Fourteen-year-old Miguel Hernandez (Elijah Rodriguez), eldest child in an apparently average middle-class family living in McAllen, Texas, isn’t the respectful son that his mother believes. Rather than board a bus to school each day, he’s collected by older cousin Hector (David Castaneda), who has been grooming the younger boy for a life of crime.
This begins with a series of small-potatoes jobs — collect this car here, drive it there — depicted in brief segments that serve as cross-cutting interludes to the more serious events dominating the film. And we wonder: Why do we spend time with Miguel? How will he intersect with everything else? (If, indeed, he intersects at all...)
This, too, is a tantalizing aspect of Sheridan’s script.
Back in Mexico, we can’t be surprised when Matt and Alejandro’s scheme goes up in flames; after all — as our own, real-world POTUS supporters defiantly shriek — the country is filled with nothing but rapists, animals and drug dealers. But what Riley demands, in the aftermath, is just bonkers-absurd: manipulative nonsense inserted solely to drive the narrative in a particular direction, rather than because it makes any sense.
At which point, the film begins a lamentable slide toward its disappointing finale.

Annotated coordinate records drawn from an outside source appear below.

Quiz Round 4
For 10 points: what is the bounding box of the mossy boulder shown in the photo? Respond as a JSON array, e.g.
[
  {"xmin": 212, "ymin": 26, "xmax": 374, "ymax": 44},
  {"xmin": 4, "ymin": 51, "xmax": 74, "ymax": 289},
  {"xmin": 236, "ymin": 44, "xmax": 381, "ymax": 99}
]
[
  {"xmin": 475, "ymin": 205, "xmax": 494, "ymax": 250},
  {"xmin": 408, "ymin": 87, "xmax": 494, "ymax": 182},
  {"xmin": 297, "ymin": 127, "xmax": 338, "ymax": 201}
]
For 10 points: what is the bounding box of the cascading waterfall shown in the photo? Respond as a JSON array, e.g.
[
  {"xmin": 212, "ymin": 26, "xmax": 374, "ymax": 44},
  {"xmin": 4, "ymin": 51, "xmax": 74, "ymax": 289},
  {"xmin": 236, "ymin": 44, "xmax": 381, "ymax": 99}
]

The joy of watching Del Toro’s fascinating performance almost compensates for such contrivance. He’s one of the supremely gifted actors who can mesmerize us simply by standing stock-still. His cold, dead-eyed stare is, well, to die for; the occasionally flickering half-smile, when Alejandro’s armor relaxes for a nanosecond, is equally hypnotic. Del Toro exudes the calm, calculating, lizard-like lethality of a ninja who expects to triumph and survive, no matter the odds (much the way Denzel Washington displays similar cool resolve, in his Equalizer series).
Brolin is equally persuasive, whether ruthlessly extracting information from a captured Somali pirate, or clinically calculating — and dismissing any concern for — collateral casualties. As we first meet Matt, his gaze is soulless; we can’t imagine him caring for anybody or anything. But he also has a low tolerance for cowardly bureaucratic incompetence, which gives him a bit of depth.

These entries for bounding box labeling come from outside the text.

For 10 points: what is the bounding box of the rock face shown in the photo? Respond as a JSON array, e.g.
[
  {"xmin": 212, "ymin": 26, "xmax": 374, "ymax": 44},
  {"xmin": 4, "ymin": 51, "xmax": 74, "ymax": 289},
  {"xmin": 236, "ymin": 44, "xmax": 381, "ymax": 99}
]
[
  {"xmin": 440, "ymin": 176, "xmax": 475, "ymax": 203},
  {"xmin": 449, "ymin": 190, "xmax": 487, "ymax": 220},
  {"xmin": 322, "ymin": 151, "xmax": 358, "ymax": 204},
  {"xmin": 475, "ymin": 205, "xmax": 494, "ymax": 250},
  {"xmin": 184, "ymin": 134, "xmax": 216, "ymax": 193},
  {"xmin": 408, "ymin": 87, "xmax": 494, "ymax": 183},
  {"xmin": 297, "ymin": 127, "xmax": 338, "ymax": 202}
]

And sets him apart from Keener, who plays Foard as a coldly clinical robot. Matt may be a brutal thug, but she’s a monster.
Donovan does well as the story’s (very) slight comic relief, capably delivering mordant one-liners and caustic observations. Modine is note-perfect as an officious prick, and Rodriguez makes Miguel a creepy little snot.

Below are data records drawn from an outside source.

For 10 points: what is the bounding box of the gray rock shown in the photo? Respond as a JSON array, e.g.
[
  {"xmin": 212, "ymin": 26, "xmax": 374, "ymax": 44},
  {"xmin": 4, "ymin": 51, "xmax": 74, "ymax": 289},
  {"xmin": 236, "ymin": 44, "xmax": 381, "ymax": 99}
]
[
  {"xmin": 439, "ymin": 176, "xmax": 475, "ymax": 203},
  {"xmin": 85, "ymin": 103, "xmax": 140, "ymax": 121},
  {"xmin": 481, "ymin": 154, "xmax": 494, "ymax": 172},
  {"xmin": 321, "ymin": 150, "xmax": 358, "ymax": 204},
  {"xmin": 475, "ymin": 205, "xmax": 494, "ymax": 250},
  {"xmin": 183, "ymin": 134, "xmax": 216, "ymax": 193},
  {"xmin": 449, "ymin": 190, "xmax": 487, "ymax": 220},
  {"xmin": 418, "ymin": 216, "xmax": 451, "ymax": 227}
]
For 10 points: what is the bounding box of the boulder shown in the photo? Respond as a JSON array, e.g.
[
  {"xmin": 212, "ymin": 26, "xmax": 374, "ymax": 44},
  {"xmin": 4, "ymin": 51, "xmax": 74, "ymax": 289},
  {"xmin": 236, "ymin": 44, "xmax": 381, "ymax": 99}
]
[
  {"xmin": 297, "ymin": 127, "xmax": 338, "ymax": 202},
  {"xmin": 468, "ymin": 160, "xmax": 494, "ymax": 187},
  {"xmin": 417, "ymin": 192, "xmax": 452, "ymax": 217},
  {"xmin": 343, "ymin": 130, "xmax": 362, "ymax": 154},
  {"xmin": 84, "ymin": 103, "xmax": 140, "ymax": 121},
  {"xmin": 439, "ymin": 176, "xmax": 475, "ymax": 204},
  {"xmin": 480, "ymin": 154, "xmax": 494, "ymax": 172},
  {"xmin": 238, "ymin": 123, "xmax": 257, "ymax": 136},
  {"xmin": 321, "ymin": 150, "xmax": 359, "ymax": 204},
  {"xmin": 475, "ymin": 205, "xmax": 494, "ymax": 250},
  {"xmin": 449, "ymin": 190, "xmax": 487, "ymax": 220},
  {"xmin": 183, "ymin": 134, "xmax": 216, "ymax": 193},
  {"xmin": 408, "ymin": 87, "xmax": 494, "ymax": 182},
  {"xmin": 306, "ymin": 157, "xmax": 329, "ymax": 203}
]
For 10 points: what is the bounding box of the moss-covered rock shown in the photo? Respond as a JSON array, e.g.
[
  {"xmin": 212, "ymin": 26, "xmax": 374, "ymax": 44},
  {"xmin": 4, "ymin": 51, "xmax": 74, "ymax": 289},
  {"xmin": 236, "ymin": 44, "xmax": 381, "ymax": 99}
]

Moner navigates an impressive emotional range in a role that demands a great deal. Isabel is introduced as a privileged little bitch who well deserves the “cartel whore” epithet hurled by a classmate at her private school. But she doesn’t long have the luxury of maintaining such an arrogant façade; once events kicks into gear, she slides credibly into stark terror, wary curiosity, a flicker of stubborn courage, and then heartbreaking resignation. That’s a lot of territory to cover, and Money handles it well.
Bruno Bichir is memorable as Angel, a deaf/mute character who anchors a calm interlude that reveals more of Alejandro’s back-story. The sequence is a welcome respite from the vicious brutality that fuels most of the film. Credit where due: The many violent encounters are crisply choreographed by Sollima and editor Matthew Newman, both of whom excel at keeping viewers in a state of nervous anxiety.
On the other hand, Hildur Guðnadóttir’s thoroughly detestable synth score does this film no favors, with its relentlessly pounding low chords.
Ultimately — and this is always surprising, when it occurs — Sollima’s film is less than the sum of its parts. Sheridan should have left well enough alone.
And I thoroughly hope that the final scene doesn’t augur yet another installment.